Il va sans dire que cette accusation de M. de Nesselrode contre lord Stratford était fausse. Rechid-Pacha la démentit formellement en se référant aux dates et en faisant appel aux témoins de ses relations avec lord Stratford[1]. M. de Nesselrode, après avoir dénoncé l’ambassadeur, s’adressait à son gouvernement :


« Nous en appelons de ce jugement passionné à la raison et à l’impartialité du gouvernement britannique lui-même. Qu’il veuille bien examiner froidement le contenu et les termes de cette note, et après l’avoir méditée, qu’il nous dise, ce qu’elle offre véritablement de compromettant pour la dignité de la Porte, de dangereux pour sa sécurité intérieure, quel accroissement si grand d’influence elle nous donne, et si le prétendu risque qu’elle fait courir aux intérêts ultérieurs de la Porte pouvait un instant seulement entrer en balance avec les risques bien autrement graves auxquels son rejet, — entraînant, comme il était devenu inévitable, le départ immédiat de la légation impériale, — pouvait et peut encore, exposer la Porte Ottomane, l’Europe, et je dirai même, dans les circonstances actuelles, le monde social tout entier. »

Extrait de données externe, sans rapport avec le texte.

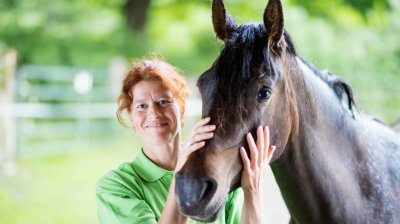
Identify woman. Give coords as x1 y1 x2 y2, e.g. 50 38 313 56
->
96 60 274 224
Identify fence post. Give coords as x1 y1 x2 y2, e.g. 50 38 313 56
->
0 50 17 175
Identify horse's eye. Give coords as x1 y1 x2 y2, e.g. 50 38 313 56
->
257 88 271 101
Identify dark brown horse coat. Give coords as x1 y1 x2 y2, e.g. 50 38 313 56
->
176 0 400 223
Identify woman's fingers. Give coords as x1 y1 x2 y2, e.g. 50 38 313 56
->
265 145 276 164
257 126 265 164
240 147 250 172
190 132 214 144
246 133 258 168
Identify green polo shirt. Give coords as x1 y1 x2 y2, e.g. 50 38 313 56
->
96 150 243 224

Que pense-t-on de cette étrange façon de raisonner qui présentait comme un motif de céder aux exigences de la Russie les maux dont elle menaçait l’empire ottoman résistant à d’injustifiables prétentions ? En finissant, du reste, M. de Nesselrode proclamait comme un fait cette influence de la Russie sur les Grecs de l’empire ottoman que l’on ne voulait point lui reconnaître et régulariser comme un droit. Pour dernier mot, il disait à l’Angleterre que l’empereur ne pouvait plus reculer, et que toute concession de sa part serait un échec moral qu’il n’accepterait jamais.


« Que le gouvernement anglais nous permette de le lui dire en toute franchise : en se préoccupant à tel point des inconvéniens d’une convention,

  1. Rechid-Pacha to lord Stratford de Redcliffe, 21 juin 1853. Corr., inclosure 2, n° 322.